Assessment of the expression and role of the α1-nAChR subunit in efferent cholinergic function during the development of the mammalian cochlea

Hair cell (HC) activity in the mammalian cochlea is modulated by cholinergic efferent inputs from the brainstem. These inhibitory inputs are mediated by calcium-permeable nicotinic acetylcholine receptors (nAChRs) containing α 9 - and α 10 -subunits and by subsequent activation of calcium-dependent potassium channels. Intriguingly, mRNAs of α 1 - and γ-nAChRs, subunits of the “muscle-type” nAChR have also been found in developing HCs (Cai T, Jen HI, Kang H, Klisch TJ, Zoghbi HY, Groves AK. J Neurosci 35: 5870–5883, 2015; Scheffer D, Sage C, Plazas PV, Huang M, Wedemeyer C, Zhang DS, Chen ZY, Elgoyhen AB, Corey DP, Pingault V. J Neurochem 103: 2651–2664, 2007; Sinkkonen ST, Chai R, Jan TA, Hartman BH, Laske RD, Gahlen F, Sinkkonen W, Cheng AG, Oshima K, Heller S. Sci Rep 1: 26, 2011) prompting proposals that another type of nAChR is present and may be critical during early synaptic development.
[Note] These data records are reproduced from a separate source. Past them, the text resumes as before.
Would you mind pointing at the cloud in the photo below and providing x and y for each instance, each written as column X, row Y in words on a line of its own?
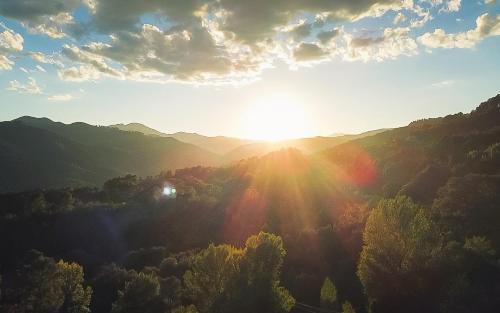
column 216, row 41
column 78, row 74
column 206, row 40
column 391, row 44
column 486, row 26
column 48, row 17
column 31, row 87
column 60, row 97
column 10, row 43
column 399, row 18
column 44, row 59
column 444, row 83
column 326, row 36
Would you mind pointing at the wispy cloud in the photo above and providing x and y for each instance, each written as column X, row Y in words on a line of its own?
column 60, row 97
column 30, row 87
column 444, row 83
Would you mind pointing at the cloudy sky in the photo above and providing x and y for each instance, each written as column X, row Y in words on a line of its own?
column 199, row 65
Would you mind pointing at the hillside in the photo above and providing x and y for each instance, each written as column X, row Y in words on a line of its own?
column 141, row 128
column 426, row 195
column 305, row 145
column 418, row 159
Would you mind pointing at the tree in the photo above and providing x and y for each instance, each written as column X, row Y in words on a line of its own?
column 106, row 284
column 76, row 296
column 347, row 308
column 328, row 295
column 140, row 295
column 400, row 256
column 212, row 270
column 121, row 189
column 42, row 285
column 227, row 279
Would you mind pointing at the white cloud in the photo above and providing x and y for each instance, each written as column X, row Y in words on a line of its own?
column 31, row 87
column 40, row 68
column 486, row 26
column 443, row 84
column 10, row 43
column 78, row 74
column 391, row 44
column 60, row 97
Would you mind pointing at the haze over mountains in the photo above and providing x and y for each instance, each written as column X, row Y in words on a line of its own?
column 35, row 152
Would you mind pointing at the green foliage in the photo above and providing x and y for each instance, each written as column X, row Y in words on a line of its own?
column 480, row 246
column 328, row 294
column 76, row 296
column 401, row 251
column 121, row 188
column 227, row 279
column 347, row 308
column 42, row 285
column 211, row 274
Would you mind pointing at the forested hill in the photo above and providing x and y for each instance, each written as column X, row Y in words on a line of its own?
column 40, row 153
column 403, row 221
column 418, row 159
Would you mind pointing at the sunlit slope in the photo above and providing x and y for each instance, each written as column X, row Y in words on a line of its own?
column 305, row 145
column 113, row 151
column 217, row 144
column 418, row 159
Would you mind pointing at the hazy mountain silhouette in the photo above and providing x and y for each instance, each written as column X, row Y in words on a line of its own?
column 38, row 152
column 305, row 145
column 217, row 144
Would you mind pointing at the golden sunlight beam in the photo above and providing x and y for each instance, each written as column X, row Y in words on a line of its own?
column 276, row 117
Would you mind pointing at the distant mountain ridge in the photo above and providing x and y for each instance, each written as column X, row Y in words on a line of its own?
column 234, row 149
column 38, row 152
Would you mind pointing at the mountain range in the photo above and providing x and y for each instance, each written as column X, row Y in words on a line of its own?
column 41, row 153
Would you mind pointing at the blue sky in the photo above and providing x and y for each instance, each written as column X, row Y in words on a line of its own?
column 174, row 72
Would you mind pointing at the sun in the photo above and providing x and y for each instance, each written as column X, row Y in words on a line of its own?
column 275, row 118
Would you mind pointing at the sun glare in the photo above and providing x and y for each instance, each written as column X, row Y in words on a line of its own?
column 276, row 118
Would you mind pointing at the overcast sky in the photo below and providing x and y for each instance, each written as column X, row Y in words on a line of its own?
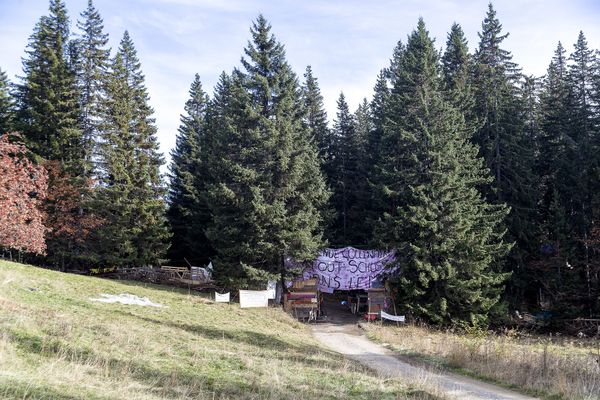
column 347, row 42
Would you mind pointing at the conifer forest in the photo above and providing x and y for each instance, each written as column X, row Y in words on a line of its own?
column 483, row 179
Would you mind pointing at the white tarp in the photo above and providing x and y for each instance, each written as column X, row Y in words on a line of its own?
column 126, row 298
column 272, row 289
column 397, row 318
column 254, row 298
column 222, row 298
column 347, row 268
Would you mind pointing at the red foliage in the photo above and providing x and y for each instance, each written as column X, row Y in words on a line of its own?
column 66, row 218
column 23, row 186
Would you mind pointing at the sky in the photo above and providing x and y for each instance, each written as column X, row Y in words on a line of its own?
column 347, row 42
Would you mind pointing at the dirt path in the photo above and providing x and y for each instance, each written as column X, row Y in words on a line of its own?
column 345, row 337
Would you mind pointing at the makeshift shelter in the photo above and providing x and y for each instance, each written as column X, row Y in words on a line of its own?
column 358, row 273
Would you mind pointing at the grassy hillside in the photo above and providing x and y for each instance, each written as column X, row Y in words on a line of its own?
column 57, row 344
column 553, row 368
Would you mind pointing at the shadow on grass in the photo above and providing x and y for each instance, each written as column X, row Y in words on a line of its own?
column 14, row 389
column 282, row 350
column 175, row 381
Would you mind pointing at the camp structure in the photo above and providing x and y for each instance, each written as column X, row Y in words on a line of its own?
column 303, row 300
column 351, row 277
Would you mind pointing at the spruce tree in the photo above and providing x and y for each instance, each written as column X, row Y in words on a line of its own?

Mouse genetics, histochemistry, pharmacology, and whole cell recording approaches were combined to test the role of α 1 -nAChR subunit in HC efferent synapse formation and cholinergic function. The onset of α 1 -mRNA expression in mouse HCs was found to coincide with the onset of the ACh response and efferent synaptic function. However, in mouse inner hair cells (IHCs) no response to the muscle-type nAChR agonists (±)-anatoxin A, (±)-epibatidine, (−)-nicotine, or 1,1-dimethyl-4-phenylpiperazinium iodide (DMPP) was detected, arguing against the presence of an independent functional α 1 -containing muscle-type nAChR in IHCs. In α 1 -deficient mice, no obvious change of IHC efferent innervation was detected at embryonic day 18, contrary to the hyperinnervation observed at the neuromuscular junction. Additionally, ACh response and efferent synaptic activity were detectable in α 1 -deficient IHCs, suggesting that α 1 is not necessary for assembly and membrane targeting of nAChRs or for efferent synapse formation in IHCs.